Special Directorates were imposed upon especially important cities and the regions surrounding them. They were ruled by Directors appointed by the Estates-General and generally had more autonomy in some matters than Governorates, though in most economic matters the central government maintained strict control. Generally Special Directorates were imposed on coastal cities which were extremely important for trade.
Unincorporated territory was, in essence, all other territory held by the government of the United Provinces of the Cape. These regions had no autonomy from the central government and citizens residing there could not participate in any elections. Regions which were unincorporated were generally unimportant and underpopulated areas that no one had any real interest in.
The Estates-General would be the legislature of the United Provinces, and the representatives elected to it would elect two State Presidents to act as joint Heads of Government in an executive council consisting of the two State Presidents and any Ministers of State that they care to appoint called the Council of State.
The Head of State of the United Provinces was the monarch of the United Kingdom of Great Britain, as represented by a Governor-General appointed by the monarch.
This practical system of government, combined with the liberal attitudes with which the constitution was written (the constitution permits voting rights to all citizens, who may not be discriminated against on grounds of race or religion, and it permits many human rights - such as the right to habeas corpus and to be tried by a jury of their peers - to everyone regardless of any factor) and the increasing prosperity of the region spurred an era of immigration and development in the Cape, including the founding of many major cities and the construction of a vast railway network stretching across the entire continent.

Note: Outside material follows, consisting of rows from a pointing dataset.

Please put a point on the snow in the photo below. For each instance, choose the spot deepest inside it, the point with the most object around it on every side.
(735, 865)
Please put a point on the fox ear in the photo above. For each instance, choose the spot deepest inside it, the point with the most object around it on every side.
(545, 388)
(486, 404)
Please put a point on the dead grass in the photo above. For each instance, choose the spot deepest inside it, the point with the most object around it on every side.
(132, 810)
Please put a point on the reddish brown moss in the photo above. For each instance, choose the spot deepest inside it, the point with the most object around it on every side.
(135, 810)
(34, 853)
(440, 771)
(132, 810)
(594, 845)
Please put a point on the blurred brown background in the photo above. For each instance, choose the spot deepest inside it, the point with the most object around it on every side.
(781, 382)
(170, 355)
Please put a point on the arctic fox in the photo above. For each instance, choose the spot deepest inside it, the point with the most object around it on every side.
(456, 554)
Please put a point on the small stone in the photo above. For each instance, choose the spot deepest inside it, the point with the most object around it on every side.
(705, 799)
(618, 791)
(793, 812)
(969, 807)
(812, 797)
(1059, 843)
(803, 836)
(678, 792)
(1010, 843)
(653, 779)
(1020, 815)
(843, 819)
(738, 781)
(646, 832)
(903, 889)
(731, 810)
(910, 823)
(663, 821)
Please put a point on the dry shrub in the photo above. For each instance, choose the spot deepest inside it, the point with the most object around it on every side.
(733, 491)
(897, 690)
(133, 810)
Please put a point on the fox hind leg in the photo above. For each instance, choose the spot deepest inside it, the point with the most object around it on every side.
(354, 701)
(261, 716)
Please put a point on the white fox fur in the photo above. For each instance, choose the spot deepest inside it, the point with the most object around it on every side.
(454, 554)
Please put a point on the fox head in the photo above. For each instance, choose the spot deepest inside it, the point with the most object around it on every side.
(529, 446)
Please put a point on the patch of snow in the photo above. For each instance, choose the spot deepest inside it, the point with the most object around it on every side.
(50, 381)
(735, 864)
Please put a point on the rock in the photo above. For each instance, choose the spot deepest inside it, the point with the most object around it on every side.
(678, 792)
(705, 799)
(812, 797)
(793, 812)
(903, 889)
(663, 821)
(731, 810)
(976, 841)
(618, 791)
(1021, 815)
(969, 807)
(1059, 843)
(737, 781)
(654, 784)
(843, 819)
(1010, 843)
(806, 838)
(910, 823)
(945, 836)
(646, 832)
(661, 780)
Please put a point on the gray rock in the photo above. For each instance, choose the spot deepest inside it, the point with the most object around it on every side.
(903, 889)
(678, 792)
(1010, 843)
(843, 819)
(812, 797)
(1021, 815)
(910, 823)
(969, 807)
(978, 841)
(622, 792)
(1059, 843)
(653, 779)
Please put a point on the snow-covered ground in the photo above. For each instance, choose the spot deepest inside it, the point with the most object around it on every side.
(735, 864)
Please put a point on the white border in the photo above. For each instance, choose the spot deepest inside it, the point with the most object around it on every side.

The discovery of diamonds, as well as gold and other valuable metals, in the Cape brought the region into the spotlight for a time, and the level of immigration to the rapidly industrialising colonies was so great that it overtook the American States as the primary receiver of European emigrants for more than a decade.
By 1886 the United Provinces of the Cape has become known as "Little Europe" for the variety of languages, religions and national identities that litter its territory, and, while it is once again in the shadow of the American States, the nations of Europe are not likely to forget that far-off land that boasts industry and diamonds alongside freedom and tolerance. Nor are they likely to forgot that - for Britain's fear of starvation - the world was once turned upside down.
Sorry for the wall of text; I've been thinking about this map and the history behind it for the past two weeks, so I had a lot of good ideas about it.
Just in case anyone was wondering, this map is set in the same world as my previous map about the Kingdom of American States (hence references to "the American States" in the explanation), and I do intend to do more about the timeline, and the Kingdom of American States in particular, in future.